Further, special attention needs to be given to the circumstances in which an applicant is giving evidence, before leaping to a conclusion of ‘inconsistency’ (or for that matter, adverse credit).  Thus, if an applicant warns that he or she is only giving a ‘summary’ which is ‘not an exhaustive statement’ and will be giving more detail at a later stage, a failure to appreciate that qualification may create a jurisdictional error: see AVQ15 v Minister [2018] FCAFC 133 at [28], [30], [33], [41].

Findings of fact apparently based on credibility cannot shield what is otherwise incontrovertible

A tribunal of fact cannot insulate its fact-finding by asserting that it is all based on credibility. This obvious proposition was explained in Fox v Percy (2003) 214 CLR 118:

[28] Over more than a century, this Court, and courts like it, have given instruction on how to resolve the dichotomy between the foregoing appellate obligations and appellate restraint. From time to time, by reference to considerations particular to each case, different emphasis appears in such reasons. However, the mere fact that a trial judge necessarily reached a conclusion favouring the witnesses of one party over those of another does not, and cannot, prevent the performance by a court of appeal of the functions imposed on it by statute. In particular cases incontrovertible facts or uncontested testimony will demonstrate that the trial judge’s conclusions are erroneous, even when they appear to be, or are stated to be, based on credibility findings.
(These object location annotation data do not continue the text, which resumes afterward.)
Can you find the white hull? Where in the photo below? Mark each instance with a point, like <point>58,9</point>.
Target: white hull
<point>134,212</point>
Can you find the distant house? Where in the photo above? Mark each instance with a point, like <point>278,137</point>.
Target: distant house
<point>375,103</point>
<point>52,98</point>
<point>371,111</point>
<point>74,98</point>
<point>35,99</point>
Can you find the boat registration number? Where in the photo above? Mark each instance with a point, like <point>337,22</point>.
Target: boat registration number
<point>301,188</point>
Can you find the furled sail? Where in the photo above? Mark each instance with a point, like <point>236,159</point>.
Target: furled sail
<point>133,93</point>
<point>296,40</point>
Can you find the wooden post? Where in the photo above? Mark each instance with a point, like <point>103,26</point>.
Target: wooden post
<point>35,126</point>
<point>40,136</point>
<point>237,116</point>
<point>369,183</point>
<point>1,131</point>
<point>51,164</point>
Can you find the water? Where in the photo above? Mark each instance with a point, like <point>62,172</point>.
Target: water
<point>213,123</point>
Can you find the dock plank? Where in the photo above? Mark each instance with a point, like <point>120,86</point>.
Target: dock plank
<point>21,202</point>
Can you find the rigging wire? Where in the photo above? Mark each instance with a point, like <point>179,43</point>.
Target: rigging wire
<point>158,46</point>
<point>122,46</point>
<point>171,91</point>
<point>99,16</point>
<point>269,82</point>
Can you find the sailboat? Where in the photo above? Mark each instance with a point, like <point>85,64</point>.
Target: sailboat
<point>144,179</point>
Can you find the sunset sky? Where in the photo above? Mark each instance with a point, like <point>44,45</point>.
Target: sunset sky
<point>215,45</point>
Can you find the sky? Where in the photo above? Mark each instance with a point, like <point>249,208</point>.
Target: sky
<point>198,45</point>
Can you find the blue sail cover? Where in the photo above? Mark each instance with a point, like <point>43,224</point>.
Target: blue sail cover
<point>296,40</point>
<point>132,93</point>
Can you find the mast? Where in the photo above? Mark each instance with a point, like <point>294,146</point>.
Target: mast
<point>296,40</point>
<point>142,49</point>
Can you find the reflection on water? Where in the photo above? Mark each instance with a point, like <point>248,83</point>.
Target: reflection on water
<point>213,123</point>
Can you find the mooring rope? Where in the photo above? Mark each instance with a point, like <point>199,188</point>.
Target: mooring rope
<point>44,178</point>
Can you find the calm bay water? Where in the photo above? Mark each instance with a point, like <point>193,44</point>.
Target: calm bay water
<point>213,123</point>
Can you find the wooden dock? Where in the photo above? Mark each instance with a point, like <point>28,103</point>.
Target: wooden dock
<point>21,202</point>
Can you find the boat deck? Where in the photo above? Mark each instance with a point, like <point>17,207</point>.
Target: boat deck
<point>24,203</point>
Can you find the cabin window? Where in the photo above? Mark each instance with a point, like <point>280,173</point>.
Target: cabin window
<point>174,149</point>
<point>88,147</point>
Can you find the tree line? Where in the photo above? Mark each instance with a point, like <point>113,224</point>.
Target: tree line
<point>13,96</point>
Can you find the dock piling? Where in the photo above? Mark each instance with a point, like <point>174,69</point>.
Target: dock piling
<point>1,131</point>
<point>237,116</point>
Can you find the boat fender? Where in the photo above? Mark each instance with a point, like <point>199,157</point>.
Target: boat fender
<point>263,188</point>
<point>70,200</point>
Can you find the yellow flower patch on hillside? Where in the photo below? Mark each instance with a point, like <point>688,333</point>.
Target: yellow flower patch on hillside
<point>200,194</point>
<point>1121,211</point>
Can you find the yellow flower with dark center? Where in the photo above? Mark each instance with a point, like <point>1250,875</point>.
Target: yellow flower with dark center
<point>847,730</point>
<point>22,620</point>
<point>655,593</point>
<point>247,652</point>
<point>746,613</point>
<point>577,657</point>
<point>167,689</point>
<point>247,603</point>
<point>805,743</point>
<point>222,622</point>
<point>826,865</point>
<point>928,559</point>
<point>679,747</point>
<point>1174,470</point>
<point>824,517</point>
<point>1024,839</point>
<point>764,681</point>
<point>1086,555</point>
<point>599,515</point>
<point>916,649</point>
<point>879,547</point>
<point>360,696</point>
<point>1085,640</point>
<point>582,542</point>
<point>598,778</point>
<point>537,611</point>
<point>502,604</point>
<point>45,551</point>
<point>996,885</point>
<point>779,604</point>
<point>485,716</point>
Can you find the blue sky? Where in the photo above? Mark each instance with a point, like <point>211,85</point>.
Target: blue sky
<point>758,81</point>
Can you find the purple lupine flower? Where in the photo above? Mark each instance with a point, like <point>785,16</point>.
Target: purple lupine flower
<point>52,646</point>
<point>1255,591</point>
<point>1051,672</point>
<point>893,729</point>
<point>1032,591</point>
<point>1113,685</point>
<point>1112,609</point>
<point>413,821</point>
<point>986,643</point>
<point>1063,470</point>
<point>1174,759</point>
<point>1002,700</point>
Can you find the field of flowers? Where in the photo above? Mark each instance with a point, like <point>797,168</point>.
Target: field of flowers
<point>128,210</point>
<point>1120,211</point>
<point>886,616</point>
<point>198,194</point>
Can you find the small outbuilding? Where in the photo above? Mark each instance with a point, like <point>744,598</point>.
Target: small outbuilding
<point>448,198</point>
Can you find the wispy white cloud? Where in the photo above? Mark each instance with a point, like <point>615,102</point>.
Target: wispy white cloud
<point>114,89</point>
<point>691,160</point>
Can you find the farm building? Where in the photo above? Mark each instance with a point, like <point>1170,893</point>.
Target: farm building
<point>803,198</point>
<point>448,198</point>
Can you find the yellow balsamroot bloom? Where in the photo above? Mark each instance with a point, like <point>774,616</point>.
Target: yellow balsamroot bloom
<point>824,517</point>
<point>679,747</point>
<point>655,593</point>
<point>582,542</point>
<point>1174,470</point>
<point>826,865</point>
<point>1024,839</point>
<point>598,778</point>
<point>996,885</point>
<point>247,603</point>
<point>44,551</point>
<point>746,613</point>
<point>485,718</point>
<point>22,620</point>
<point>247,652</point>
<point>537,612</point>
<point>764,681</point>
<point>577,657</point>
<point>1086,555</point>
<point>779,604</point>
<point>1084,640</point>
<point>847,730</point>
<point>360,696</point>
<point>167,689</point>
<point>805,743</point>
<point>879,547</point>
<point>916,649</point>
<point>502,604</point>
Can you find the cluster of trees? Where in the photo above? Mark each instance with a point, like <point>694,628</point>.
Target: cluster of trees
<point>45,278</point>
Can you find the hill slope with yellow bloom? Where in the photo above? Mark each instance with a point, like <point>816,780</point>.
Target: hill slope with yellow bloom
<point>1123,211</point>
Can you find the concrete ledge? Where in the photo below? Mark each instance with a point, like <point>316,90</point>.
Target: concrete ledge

[29] That this is so is demonstrated in several recent decisions of this Court. In some, quite rare, cases, although the facts fall short of being “incontrovertible”, an appellate conclusion may be reached that the decision at trial is “glaringly improbable” or “contrary to compelling inferences” in the case. In such circumstances, the appellate court is not relieved of its statutory functions by the fact that the trial judge has, expressly or implicitly, reached a conclusion influenced by an opinion concerning the credibility of witnesses. In such a case, making all due allowances for the advantages available to the trial judge, the appellate court must “not shrink from giving effect to” its own conclusion. Finality in litigation is highly desirable. Litigation beyond a trial is costly and usually upsetting. But in every appeal by way of rehearing, a judgment of the appellate court is required both on the facts and the law. It is not forbidden (nor in the face of the statutory requirement could it be) by ritual incantation about witness credibility, nor by judicial reference to the desirability of finality in litigation or reminders of the general advantages of the trial over the appellate process.

(footnotes omitted)

Credibility and omissions of claims from entry interview

In MZZJO v Minister for Immigration and Border Protection [2014] FCAFC 80, North, Bromberg and Mortimer JJ observed at [56]:

some caution should be exercised by decision-makers in relation to omissions by applicants of matters at entry interview. They are conducted shortly after a person has arrived in Australia; in the case of the appellant, after a long journey on the ocean in cramped and difficult conditions. On the evidence, a significant part of the entry interview content concerns questions designed to elicit information about so-called “people smuggling”. They are the first substantive and formal engagement with Australian officials by people who come, as the appellant does, from regimes where authority figures may be viewed with some fear and mistrust. A person is asked to articulate personal matters of family and individual history not only to a strange official, but also to an interpreter who is a stranger, without the assistance and support of a lawyer or migration agent. It is unlikely many interviewees appreciate the use to which the information they give might be put, notwithstanding the script which is read to them. The interviewees are being asked to digest a lot of information quickly and in circumstances they may perceive as hostile.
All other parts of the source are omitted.